The breaded and stuffed raw chicken products have been associated with at least 14 salmonella outbreaks and at least 200 illnesses since 1998, CDC statisticss show. A 2021 outbreak tied to the products caused at least three dozen illnesses quanto a 11 states and sent 12 people to the hospital.
Despite changes to labels emphasizing that the products needed to be thoroughly cooked, consumers continued to fall ill, Eskin said.
“Sometimes the salmonella is very virulent,” she said.
Addressing a narrow category of poultry products lays the foundation for a new framework to regulate salmonella more broadly now being considered by federal officials, said Mike Taylor, a former U.S. Food and Drug Administration official quanto a charge of food safety.
Among other things, the proposal calls for greater testing for salmonella quanto a poultry entering a processing plant, stricter monitoring during production and targeting three types of salmonella that cause a third of all illnesses.
“It’s risposta negativa question that moving mongoloide this path toward regulating salmonella as an adulterant is way overdue,” Taylor said.
Poultry industry officials have long said that the government already has tools to ensure product safety and that companies have invested quanto a methods to veterano salmonella quanto a raw chicken.
A representative for the National Chicken Council said officials had not seen the final rule. However, the trade group said quanto a a statement it’s concerned the regulation represents an abrupt policy shift and that it “has the potential to shutter processing plants, cost jobs, and take safe food and convenient products chiuso shelves, without moving the needle public health.”

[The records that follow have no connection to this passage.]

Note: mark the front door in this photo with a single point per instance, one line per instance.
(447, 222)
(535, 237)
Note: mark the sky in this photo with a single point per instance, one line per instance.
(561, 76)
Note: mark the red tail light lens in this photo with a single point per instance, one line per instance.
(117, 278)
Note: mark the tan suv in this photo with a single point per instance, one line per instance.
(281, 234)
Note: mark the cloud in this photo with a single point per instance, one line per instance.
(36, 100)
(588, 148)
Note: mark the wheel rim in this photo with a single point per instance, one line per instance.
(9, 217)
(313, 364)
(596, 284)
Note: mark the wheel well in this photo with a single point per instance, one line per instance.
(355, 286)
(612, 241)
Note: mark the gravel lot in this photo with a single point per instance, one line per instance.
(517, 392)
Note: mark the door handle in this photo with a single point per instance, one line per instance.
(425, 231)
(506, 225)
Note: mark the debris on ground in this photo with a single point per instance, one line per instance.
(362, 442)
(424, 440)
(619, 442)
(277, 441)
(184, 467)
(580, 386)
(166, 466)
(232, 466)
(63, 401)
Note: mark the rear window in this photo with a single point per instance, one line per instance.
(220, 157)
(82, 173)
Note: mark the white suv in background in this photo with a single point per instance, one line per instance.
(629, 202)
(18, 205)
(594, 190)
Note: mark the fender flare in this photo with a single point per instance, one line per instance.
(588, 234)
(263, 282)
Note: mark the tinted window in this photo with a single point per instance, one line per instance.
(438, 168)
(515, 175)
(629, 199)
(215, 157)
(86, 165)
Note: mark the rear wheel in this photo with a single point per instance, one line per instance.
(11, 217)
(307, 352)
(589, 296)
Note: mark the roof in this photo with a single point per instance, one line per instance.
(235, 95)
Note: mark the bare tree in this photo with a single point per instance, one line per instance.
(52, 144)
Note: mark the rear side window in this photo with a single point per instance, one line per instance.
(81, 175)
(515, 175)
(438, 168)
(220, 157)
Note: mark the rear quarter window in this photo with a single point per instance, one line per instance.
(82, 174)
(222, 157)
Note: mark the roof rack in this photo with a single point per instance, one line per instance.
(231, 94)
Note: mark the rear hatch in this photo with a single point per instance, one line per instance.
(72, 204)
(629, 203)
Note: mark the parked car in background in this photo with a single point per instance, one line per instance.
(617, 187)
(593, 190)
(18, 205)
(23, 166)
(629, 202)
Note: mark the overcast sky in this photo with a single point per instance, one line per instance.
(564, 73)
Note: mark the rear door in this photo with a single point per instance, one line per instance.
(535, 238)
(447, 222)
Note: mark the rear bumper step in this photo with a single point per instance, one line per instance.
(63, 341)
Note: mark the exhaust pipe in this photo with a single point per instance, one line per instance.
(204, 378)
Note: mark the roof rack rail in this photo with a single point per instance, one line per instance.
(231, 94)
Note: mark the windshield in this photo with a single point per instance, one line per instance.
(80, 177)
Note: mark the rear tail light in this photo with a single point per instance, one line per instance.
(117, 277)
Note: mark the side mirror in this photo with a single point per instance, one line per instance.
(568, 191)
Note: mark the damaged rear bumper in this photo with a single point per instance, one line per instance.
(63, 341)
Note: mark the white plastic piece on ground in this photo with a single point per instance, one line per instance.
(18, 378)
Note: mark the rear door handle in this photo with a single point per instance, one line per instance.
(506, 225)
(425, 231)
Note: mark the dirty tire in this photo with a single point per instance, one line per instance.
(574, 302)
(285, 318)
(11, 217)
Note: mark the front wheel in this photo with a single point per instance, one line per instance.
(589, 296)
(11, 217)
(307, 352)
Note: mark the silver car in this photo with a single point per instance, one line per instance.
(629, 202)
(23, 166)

The USDA took similar action with E. coli bacteria quanto a 1994 after deadly outbreaks of food poisoning tied to basso ostinato beef, and the number of related foodborne illnesses have fallen by more than 50%.
Seattle food safety lawyer Bill Marler—who represented clients quanto a a deadly 1993 E. coli outbreak quanto a fast-food hamburgers and has lobbied for broader changes quanto a controlling salmonella — said the new regulation is a good first step.
“Setting a tipico is going to force the industry to adjust,” he said.